- Mahmudabad-e Nemuneh Location within Iran
- Coordinates: 36°17′27″N 49°53′59″E﻿ / ﻿36.29083°N 49.89972°E
- Country: Iran
- Province: Qazvin
- County: Qazvin
- District: Central
- Established as a city: 1999

Population (2016)
- • Total: 21,982
- Time zone: UTC+3:30 (IRST)

= Mahmudabad-e Nemuneh =

City in Qazvin province, Iran

Mahmudabad-e Nemuneh (محمودآبادنمونه) (Note: Also romanized as Maḩmūdābād Nemūneh; also known as Maḩmūdābād or Makhmudabad; formerly, Maḩmūdābād Sheykh ol Eslāmī and Shārīs) is a city in the Central District of Qazvin County, Qazvin province, Iran.

==History==
In 1987, Mahmudabad-e Nemuneh was a village in Eqbal-e Gharbi Rural District, whose capital at the time was the village of Naserabad, now a neighborhood in the city of Qazvin.
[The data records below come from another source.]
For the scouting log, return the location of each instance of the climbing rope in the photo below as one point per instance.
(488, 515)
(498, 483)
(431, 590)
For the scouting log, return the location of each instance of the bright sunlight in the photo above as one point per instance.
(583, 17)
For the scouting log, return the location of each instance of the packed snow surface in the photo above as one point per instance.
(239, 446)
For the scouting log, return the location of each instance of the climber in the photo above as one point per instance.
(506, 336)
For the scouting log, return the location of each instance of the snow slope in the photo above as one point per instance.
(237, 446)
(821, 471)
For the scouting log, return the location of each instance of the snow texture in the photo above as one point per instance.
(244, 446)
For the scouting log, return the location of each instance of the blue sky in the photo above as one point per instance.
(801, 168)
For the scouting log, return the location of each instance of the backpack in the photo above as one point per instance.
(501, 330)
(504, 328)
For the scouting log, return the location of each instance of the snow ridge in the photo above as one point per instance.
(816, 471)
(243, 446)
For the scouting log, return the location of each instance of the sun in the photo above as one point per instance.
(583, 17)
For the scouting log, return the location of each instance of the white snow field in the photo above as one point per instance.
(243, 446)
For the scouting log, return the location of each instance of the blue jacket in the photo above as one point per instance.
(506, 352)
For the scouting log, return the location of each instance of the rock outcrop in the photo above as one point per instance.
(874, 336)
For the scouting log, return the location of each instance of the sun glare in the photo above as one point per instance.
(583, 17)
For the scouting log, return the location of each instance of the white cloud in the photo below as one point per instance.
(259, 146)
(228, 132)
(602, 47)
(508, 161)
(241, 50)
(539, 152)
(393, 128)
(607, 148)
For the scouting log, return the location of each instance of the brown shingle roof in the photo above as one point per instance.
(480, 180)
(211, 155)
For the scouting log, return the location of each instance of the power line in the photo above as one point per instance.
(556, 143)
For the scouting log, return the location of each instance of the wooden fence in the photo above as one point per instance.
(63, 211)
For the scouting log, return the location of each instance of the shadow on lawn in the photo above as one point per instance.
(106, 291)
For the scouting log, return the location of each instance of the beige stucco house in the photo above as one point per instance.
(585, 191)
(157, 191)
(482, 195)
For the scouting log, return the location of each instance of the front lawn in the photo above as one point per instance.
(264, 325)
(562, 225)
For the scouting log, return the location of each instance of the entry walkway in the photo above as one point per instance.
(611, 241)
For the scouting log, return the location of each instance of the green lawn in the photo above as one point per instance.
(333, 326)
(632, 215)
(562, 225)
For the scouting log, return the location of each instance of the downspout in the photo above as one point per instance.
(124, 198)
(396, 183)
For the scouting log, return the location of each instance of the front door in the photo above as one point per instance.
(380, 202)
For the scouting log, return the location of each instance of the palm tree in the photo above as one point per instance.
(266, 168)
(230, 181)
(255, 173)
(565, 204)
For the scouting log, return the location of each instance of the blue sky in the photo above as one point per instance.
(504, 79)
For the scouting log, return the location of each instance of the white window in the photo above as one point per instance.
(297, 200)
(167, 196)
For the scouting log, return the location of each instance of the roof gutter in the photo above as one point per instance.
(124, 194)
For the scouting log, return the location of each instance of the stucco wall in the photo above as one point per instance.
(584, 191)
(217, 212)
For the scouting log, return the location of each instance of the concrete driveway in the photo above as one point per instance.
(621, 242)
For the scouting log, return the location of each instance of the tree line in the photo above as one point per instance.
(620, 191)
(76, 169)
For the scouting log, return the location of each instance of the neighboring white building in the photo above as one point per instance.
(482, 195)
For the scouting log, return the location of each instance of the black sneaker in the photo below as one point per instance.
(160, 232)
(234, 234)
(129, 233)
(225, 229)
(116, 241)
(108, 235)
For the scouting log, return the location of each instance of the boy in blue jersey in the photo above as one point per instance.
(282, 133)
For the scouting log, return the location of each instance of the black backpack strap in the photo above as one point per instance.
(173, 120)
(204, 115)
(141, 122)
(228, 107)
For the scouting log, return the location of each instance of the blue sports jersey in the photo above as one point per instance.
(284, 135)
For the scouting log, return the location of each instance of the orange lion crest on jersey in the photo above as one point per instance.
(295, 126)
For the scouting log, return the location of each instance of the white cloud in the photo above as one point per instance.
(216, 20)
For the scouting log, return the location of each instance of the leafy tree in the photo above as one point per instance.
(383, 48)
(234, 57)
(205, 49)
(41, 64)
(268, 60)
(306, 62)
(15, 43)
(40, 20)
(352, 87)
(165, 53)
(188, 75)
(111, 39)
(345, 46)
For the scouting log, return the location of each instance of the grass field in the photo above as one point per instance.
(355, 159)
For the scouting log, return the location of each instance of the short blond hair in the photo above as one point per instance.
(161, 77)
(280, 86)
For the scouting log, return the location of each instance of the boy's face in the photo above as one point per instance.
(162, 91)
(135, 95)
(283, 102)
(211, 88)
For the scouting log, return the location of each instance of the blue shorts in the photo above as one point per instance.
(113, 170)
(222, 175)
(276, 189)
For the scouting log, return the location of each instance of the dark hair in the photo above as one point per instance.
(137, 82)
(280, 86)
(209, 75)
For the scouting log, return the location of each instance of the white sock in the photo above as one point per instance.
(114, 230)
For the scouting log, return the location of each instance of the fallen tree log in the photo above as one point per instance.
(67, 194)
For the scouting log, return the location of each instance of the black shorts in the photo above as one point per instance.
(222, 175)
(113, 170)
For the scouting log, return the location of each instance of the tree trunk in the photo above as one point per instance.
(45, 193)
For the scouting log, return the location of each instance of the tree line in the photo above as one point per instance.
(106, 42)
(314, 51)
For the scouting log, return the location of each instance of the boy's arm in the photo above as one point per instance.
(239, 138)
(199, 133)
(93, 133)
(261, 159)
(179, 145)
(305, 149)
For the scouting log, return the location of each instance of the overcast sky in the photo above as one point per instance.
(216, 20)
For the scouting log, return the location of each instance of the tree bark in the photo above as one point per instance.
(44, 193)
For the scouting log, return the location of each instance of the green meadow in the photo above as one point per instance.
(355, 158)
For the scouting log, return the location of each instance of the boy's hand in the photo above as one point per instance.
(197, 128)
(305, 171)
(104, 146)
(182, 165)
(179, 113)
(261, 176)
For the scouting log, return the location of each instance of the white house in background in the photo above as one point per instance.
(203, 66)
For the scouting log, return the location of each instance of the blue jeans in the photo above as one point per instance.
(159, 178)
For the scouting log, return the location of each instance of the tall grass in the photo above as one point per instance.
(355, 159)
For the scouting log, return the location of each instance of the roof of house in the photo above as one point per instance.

In 1991, the capital was transferred to Mahmudabad-e Nemuneh, which became a city in 1999. The capital of the rural district passed again in 2000 to the village of Nezamabad.

==Demographics==
===Ethnicity===
The vast majority of the people and natives of this city are Azerbaijani Turks‌.

===Population===
At the time of the 2006 National Census, the city's population was 19,669 in 4,842 households. The following census in 2011 counted 21,796 people in 5,928 households. The 2016 census measured the population of the city as 21,982 people in 6,461 households.